Ce contenu est informatif. Il ne constitue ni un conseil fiscal, ni un conseil juridique, ni une recommandation d’investissement. La pertinence d’un contrat dépend de la résidence fiscale, du patrimoine, de la situation familiale et des conditions proposées par chaque assureur.
Trois acteurs, trois responsabilités
Le triangle réunit l’entreprise d’assurance, une banque dépositaire et le Commissariat aux Assurances, l’autorité luxembourgeoise de surveillance du secteur. L’assureur porte les engagements envers le souscripteur. La banque conserve les actifs représentatifs. Le régulateur surveille le dispositif.
Cette organisation vise à éviter que les actifs couvrant les engagements envers les souscripteurs soient traités comme la trésorerie ordinaire de l’assureur.
La séparation des actifs
Les actifs représentatifs sont déposés séparément selon les règles applicables au secteur. Cette ségrégation constitue la première protection. Elle facilite l’identification des actifs liés aux contrats si l’assureur connaît des difficultés.
Le souscripteur ne détient toutefois pas directement chaque titre comme dans un compte-titres. Il détient une créance contractuelle envers l’assureur, dont la valeur dépend des supports du contrat.

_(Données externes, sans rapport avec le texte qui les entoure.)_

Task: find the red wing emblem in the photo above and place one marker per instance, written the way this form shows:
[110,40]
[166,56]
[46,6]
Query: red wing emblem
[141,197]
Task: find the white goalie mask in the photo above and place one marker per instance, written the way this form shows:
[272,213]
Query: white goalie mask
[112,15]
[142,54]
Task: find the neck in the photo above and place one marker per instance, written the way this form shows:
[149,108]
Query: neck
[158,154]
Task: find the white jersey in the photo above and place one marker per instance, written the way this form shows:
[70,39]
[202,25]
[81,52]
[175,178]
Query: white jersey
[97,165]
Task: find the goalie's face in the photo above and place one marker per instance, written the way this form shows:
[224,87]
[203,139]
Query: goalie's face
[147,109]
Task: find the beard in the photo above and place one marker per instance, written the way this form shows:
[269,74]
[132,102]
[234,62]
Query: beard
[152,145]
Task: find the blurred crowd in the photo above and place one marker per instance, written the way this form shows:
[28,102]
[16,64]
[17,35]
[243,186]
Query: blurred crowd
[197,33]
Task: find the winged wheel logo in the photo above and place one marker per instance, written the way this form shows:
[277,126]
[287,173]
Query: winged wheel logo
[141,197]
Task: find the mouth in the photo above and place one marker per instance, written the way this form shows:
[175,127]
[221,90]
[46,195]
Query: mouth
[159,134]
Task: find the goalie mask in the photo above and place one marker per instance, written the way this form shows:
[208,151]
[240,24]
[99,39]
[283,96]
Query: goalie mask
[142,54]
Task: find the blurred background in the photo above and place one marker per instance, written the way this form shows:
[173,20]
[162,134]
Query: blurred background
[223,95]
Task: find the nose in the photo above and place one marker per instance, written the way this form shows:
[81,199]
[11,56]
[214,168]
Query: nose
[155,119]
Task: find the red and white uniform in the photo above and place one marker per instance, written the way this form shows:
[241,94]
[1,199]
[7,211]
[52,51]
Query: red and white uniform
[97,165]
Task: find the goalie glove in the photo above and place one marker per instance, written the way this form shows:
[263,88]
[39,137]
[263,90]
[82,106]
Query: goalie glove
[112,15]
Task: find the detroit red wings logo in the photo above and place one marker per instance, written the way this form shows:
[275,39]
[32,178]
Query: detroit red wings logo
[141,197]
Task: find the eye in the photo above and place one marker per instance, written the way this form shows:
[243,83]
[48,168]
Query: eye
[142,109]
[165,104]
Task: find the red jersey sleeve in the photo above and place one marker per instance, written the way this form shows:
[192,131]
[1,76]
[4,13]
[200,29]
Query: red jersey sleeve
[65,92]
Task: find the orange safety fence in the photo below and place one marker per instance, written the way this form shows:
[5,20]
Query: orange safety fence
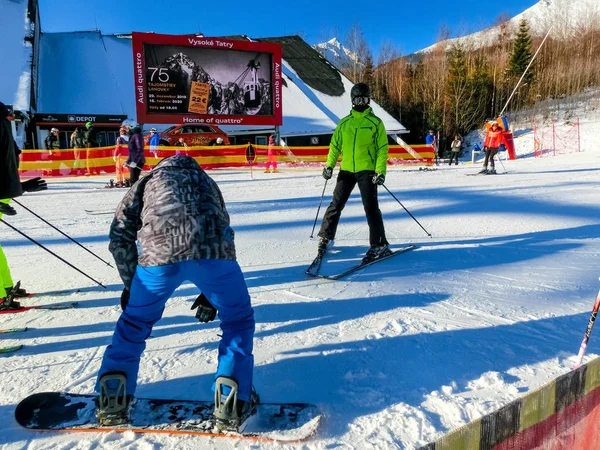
[70,161]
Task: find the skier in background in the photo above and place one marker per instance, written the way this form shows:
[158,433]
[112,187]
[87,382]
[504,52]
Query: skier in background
[362,141]
[455,147]
[90,139]
[154,142]
[52,145]
[136,160]
[431,139]
[493,140]
[120,156]
[178,215]
[77,143]
[271,156]
[11,187]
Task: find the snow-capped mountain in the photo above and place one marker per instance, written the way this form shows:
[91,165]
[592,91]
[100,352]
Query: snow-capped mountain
[336,53]
[566,16]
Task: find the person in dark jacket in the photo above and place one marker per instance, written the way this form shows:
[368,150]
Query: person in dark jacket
[90,139]
[77,144]
[52,144]
[178,216]
[10,187]
[136,159]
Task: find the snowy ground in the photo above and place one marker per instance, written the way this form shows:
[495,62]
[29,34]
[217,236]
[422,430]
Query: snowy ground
[494,305]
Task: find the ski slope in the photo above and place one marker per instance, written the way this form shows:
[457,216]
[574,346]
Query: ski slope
[494,305]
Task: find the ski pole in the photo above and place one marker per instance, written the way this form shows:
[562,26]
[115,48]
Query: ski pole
[428,234]
[51,252]
[318,209]
[588,332]
[64,234]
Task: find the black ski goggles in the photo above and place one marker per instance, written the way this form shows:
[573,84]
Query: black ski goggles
[360,101]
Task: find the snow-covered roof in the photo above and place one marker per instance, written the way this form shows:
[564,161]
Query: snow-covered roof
[15,53]
[89,73]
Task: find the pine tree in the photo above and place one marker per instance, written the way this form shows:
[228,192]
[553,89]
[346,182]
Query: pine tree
[521,54]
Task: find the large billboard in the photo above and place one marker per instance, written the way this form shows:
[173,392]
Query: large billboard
[190,79]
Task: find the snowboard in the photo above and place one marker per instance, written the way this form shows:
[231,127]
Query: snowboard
[62,412]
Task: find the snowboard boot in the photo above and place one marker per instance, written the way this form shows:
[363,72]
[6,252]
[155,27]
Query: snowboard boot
[323,245]
[376,252]
[230,413]
[113,404]
[17,291]
[8,302]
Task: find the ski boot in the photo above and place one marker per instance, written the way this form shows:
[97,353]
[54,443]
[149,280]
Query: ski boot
[231,413]
[113,404]
[323,245]
[8,302]
[376,252]
[17,291]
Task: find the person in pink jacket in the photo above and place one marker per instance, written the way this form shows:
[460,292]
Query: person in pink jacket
[120,155]
[271,156]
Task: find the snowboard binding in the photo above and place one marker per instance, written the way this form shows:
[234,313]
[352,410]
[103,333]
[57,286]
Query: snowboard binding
[113,403]
[231,413]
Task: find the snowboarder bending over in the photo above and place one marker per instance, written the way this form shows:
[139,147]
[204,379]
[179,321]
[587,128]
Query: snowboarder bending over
[493,141]
[178,215]
[362,141]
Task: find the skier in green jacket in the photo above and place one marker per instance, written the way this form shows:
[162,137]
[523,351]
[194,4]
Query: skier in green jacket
[361,140]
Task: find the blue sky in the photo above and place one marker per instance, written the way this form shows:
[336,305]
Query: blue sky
[409,25]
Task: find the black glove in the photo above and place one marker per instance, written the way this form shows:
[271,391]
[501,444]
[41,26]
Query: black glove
[7,209]
[34,185]
[124,298]
[378,179]
[206,311]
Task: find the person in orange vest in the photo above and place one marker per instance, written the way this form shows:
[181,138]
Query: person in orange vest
[493,141]
[271,155]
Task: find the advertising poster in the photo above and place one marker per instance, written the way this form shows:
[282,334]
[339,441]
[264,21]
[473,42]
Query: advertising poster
[190,79]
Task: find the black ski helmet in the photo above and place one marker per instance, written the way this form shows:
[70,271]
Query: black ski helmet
[360,90]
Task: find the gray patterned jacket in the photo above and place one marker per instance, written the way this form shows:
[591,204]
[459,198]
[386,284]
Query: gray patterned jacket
[177,213]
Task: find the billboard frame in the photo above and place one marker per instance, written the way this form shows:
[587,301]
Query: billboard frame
[194,41]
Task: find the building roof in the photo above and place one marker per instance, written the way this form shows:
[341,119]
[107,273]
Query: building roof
[91,73]
[15,76]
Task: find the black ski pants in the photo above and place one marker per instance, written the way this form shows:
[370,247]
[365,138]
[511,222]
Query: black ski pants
[453,156]
[346,181]
[134,174]
[489,156]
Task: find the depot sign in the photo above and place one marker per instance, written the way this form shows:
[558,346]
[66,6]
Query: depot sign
[78,119]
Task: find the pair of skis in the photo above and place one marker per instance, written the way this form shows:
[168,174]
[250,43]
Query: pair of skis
[12,348]
[313,269]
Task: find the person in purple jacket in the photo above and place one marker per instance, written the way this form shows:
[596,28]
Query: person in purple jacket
[136,159]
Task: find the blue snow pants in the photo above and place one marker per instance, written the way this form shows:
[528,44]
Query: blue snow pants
[222,282]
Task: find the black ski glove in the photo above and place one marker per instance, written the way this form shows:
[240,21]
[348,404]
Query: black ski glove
[124,298]
[7,209]
[378,179]
[206,311]
[34,185]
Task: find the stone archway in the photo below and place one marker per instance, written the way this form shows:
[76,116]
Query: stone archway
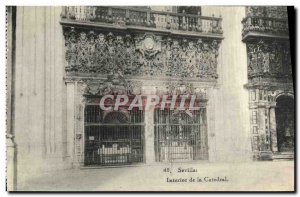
[285,123]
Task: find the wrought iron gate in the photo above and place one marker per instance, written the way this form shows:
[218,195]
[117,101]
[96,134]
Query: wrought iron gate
[180,135]
[113,138]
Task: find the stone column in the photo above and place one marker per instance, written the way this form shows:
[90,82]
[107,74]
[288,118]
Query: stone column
[273,132]
[70,121]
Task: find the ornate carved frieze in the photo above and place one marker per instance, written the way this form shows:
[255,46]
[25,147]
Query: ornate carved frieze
[269,59]
[113,85]
[270,21]
[140,55]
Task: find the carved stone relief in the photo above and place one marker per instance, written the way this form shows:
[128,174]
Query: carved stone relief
[268,58]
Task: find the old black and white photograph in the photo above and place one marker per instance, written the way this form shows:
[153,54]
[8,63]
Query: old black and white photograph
[172,98]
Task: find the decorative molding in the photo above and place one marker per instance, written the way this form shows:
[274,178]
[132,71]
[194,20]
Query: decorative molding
[140,55]
[269,59]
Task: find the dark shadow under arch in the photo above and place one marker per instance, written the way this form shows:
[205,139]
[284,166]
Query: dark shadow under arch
[285,121]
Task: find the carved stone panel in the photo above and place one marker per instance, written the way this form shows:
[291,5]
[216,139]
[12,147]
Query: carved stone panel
[140,55]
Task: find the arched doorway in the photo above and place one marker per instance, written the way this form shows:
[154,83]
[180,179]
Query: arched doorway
[114,137]
[285,123]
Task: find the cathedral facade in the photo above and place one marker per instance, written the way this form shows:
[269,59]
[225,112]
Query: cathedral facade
[69,67]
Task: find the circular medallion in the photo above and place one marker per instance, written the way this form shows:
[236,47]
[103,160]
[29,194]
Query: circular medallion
[149,43]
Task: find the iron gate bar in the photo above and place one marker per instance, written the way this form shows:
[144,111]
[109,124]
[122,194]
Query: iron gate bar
[179,137]
[113,143]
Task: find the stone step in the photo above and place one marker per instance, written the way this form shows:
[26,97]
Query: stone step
[283,156]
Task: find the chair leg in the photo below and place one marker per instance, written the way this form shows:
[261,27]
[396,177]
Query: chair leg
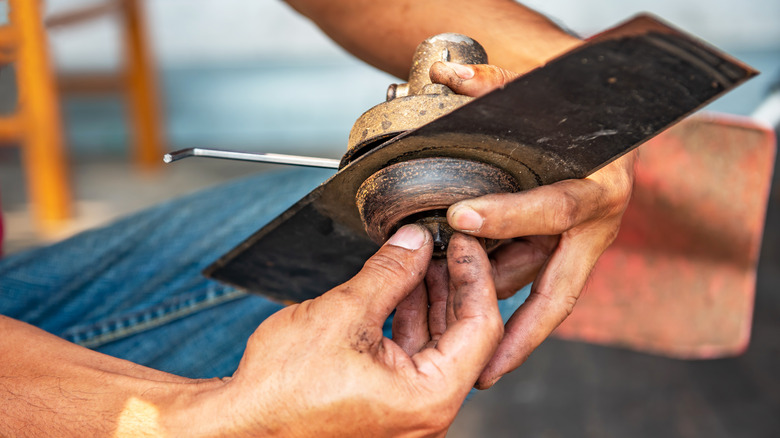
[43,150]
[142,90]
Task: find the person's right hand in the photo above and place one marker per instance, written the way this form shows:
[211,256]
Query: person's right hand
[323,368]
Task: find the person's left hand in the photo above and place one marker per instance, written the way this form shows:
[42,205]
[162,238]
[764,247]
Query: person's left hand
[559,232]
[323,367]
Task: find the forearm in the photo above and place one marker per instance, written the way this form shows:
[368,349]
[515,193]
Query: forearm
[49,387]
[385,33]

Ce que signifie le super-privilège
Le super-privilège désigne le rang prioritaire accordé aux créances d’assurance sur les actifs qui représentent les provisions techniques. Dans un scénario de défaillance, ce rang est conçu pour placer les souscripteurs avant les créanciers ordinaires sur ce patrimoine affecté.
Il s’agit d’une protection juridique contre un risque de contrepartie. Ce n’est ni une garantie de rendement, ni une garantie générale de récupération immédiate dans tous les scénarios.
Ce que le mécanisme ne protège pas
Une baisse des marchés reste supportée par le contrat. Le mécanisme ne supprime ni le risque de crédit des émetteurs présents dans le portefeuille, ni le risque de liquidité, ni le risque de change. Il ne remplace pas non plus l’analyse de la solidité de l’assureur et de la banque dépositaire.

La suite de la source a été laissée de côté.